Und ich jauchze und hüll dich in Seide!
Und führe die Menschheit die stolze Bahn
über Straßengrüfte zur Höhe hinan!
… Von der wartenden Menge bestaunt und begafft
wird am Morgen das Schiff aus der Scheune geschafft, –
es hebt sich – es steigt in der Sonne Blinken!
Begeistrung rüttelt die Menge auf:
Hurrah! Wie er lenkt! Nun rechts! Nun hinauf!

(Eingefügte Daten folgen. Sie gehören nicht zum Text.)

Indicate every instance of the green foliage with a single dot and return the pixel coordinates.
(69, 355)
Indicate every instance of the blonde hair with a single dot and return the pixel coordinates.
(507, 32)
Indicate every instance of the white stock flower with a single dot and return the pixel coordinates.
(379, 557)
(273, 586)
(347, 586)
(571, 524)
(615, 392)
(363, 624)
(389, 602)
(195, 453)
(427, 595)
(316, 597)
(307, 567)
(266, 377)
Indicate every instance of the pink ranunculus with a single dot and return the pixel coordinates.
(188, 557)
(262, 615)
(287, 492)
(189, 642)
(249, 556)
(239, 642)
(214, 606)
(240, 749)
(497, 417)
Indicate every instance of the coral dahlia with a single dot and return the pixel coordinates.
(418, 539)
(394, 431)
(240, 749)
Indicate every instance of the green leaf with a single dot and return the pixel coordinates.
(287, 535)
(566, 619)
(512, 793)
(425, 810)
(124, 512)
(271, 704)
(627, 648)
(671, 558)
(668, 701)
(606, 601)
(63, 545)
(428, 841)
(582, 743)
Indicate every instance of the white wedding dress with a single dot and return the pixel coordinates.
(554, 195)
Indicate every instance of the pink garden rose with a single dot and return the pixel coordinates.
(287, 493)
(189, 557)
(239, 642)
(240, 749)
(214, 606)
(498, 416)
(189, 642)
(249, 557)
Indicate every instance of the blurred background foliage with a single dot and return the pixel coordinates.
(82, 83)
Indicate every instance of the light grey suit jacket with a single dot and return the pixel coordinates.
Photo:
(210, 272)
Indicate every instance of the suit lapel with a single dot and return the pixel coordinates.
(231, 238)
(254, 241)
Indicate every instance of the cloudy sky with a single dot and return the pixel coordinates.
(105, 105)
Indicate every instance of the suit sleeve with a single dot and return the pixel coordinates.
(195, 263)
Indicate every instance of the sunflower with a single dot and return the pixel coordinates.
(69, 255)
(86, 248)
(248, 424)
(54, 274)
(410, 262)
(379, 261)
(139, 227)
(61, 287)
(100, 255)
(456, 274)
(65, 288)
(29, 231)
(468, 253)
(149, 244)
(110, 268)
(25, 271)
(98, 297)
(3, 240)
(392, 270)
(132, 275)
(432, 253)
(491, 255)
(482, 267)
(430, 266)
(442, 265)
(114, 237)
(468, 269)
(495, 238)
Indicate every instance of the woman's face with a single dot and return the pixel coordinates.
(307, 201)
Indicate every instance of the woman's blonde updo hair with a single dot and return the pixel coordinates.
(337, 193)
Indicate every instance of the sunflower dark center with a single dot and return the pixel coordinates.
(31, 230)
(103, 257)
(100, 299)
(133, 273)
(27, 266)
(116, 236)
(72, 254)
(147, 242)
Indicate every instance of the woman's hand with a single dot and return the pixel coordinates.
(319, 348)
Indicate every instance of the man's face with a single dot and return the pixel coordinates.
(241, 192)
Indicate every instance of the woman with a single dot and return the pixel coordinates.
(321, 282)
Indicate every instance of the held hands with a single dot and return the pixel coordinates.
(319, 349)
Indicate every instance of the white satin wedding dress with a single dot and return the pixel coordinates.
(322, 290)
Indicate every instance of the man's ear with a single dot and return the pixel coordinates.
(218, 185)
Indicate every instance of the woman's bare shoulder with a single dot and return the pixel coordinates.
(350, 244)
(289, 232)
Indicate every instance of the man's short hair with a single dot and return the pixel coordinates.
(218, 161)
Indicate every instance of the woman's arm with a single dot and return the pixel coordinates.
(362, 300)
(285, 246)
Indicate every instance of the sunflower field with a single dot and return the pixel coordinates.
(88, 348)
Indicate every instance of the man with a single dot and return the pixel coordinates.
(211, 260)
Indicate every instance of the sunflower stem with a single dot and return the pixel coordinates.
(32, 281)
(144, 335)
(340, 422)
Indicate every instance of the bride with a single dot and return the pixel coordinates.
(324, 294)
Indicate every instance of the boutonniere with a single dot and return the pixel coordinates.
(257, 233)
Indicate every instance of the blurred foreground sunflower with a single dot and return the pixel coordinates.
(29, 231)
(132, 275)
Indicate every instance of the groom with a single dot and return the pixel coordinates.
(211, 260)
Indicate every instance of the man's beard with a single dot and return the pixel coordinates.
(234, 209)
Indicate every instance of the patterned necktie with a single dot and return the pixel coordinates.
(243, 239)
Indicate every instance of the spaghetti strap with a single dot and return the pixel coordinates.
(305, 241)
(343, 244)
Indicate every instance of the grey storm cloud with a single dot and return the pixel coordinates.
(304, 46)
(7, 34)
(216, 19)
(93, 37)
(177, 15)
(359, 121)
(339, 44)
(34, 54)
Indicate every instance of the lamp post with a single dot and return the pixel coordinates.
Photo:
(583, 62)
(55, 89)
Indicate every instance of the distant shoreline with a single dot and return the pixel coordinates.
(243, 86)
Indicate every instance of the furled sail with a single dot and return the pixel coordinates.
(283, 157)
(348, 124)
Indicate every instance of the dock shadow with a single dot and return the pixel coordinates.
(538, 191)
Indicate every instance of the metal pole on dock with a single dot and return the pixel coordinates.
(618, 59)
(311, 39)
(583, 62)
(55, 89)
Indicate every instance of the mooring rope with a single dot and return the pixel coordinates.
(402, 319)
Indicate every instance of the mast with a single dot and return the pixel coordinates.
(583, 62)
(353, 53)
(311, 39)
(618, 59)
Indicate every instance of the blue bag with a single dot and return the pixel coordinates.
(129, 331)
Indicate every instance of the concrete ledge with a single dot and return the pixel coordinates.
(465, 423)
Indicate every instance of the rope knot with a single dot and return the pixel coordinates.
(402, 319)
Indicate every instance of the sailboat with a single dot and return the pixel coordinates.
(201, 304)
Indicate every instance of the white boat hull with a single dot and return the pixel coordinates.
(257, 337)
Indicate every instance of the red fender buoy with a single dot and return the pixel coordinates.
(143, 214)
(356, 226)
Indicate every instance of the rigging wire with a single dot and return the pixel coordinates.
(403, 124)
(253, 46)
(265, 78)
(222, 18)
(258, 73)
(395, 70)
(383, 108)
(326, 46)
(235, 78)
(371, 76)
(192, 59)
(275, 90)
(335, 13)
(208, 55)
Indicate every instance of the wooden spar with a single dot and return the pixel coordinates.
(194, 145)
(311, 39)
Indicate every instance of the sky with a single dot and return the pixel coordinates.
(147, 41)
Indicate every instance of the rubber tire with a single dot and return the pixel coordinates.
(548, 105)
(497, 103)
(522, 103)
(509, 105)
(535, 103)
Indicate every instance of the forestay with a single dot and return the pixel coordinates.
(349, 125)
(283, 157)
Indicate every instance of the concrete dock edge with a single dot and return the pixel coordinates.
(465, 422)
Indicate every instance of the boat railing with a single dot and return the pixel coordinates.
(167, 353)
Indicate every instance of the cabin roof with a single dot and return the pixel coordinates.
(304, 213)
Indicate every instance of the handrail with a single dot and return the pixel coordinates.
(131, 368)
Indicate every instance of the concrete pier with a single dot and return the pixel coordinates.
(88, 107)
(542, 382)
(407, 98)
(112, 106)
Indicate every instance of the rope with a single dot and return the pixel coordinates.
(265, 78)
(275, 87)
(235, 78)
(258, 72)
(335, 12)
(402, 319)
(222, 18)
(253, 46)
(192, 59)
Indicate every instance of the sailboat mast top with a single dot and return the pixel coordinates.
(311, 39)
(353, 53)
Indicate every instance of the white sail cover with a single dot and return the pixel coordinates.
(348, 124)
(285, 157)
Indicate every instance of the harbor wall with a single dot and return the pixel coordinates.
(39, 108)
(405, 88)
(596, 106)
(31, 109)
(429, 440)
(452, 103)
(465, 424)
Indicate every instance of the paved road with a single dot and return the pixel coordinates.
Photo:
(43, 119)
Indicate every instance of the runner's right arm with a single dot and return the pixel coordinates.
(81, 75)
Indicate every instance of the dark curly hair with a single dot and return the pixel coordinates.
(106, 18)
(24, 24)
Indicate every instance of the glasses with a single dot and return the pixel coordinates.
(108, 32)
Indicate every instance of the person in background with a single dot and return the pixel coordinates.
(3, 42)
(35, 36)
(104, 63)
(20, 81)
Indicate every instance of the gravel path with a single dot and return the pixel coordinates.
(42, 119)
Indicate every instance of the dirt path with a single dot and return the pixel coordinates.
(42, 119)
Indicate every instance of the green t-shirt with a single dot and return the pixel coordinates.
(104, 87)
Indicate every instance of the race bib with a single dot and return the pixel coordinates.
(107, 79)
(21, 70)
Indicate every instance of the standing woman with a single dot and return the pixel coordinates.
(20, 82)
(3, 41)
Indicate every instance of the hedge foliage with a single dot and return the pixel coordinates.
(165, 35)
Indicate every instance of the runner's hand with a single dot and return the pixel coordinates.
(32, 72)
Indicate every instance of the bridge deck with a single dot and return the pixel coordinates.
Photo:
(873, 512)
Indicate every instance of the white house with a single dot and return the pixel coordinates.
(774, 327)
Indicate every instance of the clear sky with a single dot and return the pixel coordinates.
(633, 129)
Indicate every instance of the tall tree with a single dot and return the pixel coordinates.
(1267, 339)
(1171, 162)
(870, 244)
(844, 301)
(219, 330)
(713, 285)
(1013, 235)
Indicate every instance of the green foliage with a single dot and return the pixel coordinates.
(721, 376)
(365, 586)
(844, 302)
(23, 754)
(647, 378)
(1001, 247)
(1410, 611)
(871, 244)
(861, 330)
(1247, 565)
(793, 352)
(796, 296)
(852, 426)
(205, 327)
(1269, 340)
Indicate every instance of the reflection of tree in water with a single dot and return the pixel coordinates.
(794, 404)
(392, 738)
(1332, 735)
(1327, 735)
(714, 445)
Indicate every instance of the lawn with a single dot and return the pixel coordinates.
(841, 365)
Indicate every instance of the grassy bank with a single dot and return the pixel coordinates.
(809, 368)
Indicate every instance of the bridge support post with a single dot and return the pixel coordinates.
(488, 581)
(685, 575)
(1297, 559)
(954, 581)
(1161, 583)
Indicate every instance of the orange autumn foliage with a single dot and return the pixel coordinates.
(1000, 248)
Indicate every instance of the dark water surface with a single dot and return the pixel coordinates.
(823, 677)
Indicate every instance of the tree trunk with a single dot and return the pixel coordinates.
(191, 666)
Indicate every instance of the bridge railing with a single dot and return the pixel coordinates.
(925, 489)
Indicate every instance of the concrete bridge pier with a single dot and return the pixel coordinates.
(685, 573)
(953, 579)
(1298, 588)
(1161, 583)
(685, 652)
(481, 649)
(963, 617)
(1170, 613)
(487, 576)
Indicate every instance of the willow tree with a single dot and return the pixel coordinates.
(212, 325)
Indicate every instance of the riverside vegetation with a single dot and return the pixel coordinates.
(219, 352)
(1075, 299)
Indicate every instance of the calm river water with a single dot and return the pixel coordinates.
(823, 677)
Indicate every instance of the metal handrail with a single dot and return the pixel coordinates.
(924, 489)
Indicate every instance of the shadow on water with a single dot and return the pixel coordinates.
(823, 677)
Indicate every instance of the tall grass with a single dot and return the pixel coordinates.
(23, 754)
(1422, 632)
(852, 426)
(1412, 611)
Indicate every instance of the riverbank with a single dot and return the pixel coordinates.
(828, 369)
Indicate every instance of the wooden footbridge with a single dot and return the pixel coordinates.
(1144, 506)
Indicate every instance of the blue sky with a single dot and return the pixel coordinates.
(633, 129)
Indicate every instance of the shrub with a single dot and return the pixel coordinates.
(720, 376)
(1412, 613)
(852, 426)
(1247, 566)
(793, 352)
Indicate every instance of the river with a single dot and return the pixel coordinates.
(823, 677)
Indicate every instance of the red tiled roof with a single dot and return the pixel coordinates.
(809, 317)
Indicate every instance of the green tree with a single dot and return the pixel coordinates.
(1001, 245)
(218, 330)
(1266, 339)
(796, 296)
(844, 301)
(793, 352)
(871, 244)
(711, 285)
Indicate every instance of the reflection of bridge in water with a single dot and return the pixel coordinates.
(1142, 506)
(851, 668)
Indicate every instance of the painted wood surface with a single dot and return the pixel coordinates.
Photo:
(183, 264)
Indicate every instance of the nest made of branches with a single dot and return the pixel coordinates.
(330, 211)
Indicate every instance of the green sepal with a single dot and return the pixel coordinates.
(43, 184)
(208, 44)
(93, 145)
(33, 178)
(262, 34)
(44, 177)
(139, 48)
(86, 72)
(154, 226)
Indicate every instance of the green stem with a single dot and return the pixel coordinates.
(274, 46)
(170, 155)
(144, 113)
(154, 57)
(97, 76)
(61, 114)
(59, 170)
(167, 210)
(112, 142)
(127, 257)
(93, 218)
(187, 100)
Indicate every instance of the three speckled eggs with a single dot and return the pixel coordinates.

Und Tücher und Hüte winken! –
Unten im Kämmerlein bang und still
die Mutter die Hände falten will:
O sei mir bewahrt vor Schaden!
Nun ist er oben, nun ist er geweiht –
und ist von mir so weit – so weit!
Schütze ihn, Herr, in Gnaden.
– – – – – – – – –
Man hat ihn vergessen; bis man liest,
daß ein neues Luftschiff gestrandet ist
in fernen, fremden Landen.
Der Fahrer tot … Die Mutter blickt starr
und weiß, wie es Marien war,
als sie unterm Kreuze gestanden …
Großstadthäuser in Reih und Glied
nüchtern, ohne Unterschied,
gleiten vorüber.
Fensteraugen eng und schmal
immer gleiche, hundertmal
querüber.
Trostlos solche Häuserzeilen
gleich und gleich vorübereilen –
Menschenkäfige! muß ich denken
ah! und die Erde hat allen zu schenken!
Da – auf einem Fenstersims
lachend meines tiefen Grimms
blüht ein Gittergärtlein zierlich
rankt manierlich
sich hinauf und noch hinüber.
Vorüber …
Doch das Grün und farbig Blühen
schien am Grau ein Wundenglühen,
schien ein schmerzgehegter Rest
an die Mauerwand gepreßt –
Menschensehnsucht
traumerwacht,
die an verlorne Gärten gedacht …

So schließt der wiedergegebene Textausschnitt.